In this project, we use branches to work on different features. Our main branch is called "master" and represents the main and stable features of our code.
The purpose of each branch is as follows:
-
master branch: This branch represents the main stable requirements of the search engine system.
-
crawling branch: This branch is where crawling feature is enabled to get data from links found inside the documents.
-
query_refinement branch: This branch is where query suggestions feature is enabled to suggest queries to the user based on old queries searched.
-
topic_detection branch: This branch is where topic detection feature is enabled to rank documents based on query topic.
After running your project locally you can perform your query and get the results of the chosen dataset easily with a simple Vue web app.
Install required packages.
Run inverted_index_factory.py file for the first time to set the database on your device.
Running query_refinement branch for the first time requires running queries_db_initializer.py file first.
Running topic_detection branch for the first time requires running LSI_model_factory.py file first.
Running crawler branch for requires running inverted_index_factory.py file first.
Run app.py file then you can access any service by you localhost:YOUR-PORT/SERVICE-ENDPOINT
note that service might behave differently based on the selected branch
- Search:
Performs search query and get full documnents results based on passed query and dataset passed.

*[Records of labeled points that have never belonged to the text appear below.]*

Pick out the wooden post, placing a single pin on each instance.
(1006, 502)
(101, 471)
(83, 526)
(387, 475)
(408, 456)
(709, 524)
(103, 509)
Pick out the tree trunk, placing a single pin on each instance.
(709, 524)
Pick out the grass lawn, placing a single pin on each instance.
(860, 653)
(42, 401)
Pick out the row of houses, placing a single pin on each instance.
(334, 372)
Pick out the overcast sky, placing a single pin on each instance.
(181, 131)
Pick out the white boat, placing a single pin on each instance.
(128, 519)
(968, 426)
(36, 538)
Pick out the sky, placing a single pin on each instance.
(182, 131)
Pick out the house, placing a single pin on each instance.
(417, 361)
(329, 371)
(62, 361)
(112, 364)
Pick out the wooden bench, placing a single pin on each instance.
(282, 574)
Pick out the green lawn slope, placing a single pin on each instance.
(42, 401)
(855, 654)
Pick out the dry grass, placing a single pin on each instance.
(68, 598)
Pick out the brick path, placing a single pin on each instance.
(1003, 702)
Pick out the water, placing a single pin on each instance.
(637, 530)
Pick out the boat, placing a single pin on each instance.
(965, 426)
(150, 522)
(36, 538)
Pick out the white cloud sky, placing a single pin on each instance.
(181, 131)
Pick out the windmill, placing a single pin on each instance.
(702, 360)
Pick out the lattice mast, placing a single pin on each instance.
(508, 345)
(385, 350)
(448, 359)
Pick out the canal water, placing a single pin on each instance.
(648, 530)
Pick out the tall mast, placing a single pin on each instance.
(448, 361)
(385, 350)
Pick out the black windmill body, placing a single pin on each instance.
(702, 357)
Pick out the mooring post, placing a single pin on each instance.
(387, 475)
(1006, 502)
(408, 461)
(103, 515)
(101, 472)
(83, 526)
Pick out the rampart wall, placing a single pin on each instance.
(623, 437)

the following APIs runs the search service on our project:
- GET: /search?query="YOUR-QUERY"&dataset="quora/technology"
- Text Processing:
The implemented text processing steps are:
-
Tokenizing
-
Lowerization
-
Cleaning
-
Filtration
-
Normalize dates
-
Normalize countries
-
Stemming
the following API runs the text processing service on the provided text and dataset:
- GET: /process-text?text="YOUR-TEXT"&dataset="quora/technology"
- Ranking:
Performs a query search and returns ranked documents.
the following API runs the Ranking service:
- GET: /ranking?query="YOUR-QUERY"&dataset="quora/technology"
- Get Inverted Index:
Gets the weighted inverted index for the given dataset.
the following API runs the Get Inverted Index service:
- GET: /inverted-index?dataset="quora/technology"
- Create Inverted Index:
Creates the weighted inverted index for the given dataset.
the following API runs the Create Inverted Index service:
- POST: /inverted-index
body : {dataset : "quora/technology"}
- Get Document Vector:
Gets the document vector for the given document and dataset.
the following API runs the Get Document Vector service:
- GET: /document-vector?dataset="quora/technology"&doc_id="DOCUMENT-ID"
- Get Documents Vector:
Gets the documents vector for the given dataset.
the following API runs the Get Documents Vector service:
- GET: /documents-vector?dataset="quora/technology"
- Get Query TF-IDF:
Calculates the query TF-Idf for the given query and dataset.
the following API runs the Get Documents Vector service:
- GET: /query-tfidf?query="YOUR-QUERY"&dataset="quora/technology"
- Query Suggestions (query_refinement Branch):
Performs a query suggestions search and returns ranked suggestions to the given query and dataset.
the following API runs the Query Suggestions service:
- GET: /suggestions?query="YOUR-QUERY"&dataset="quora/technology"
The implemented evaluation metrics are Precision, Recall, F1_score, MAP, MRR and Precision@10.
to run the evaluation just go to evaluation.py file and run it.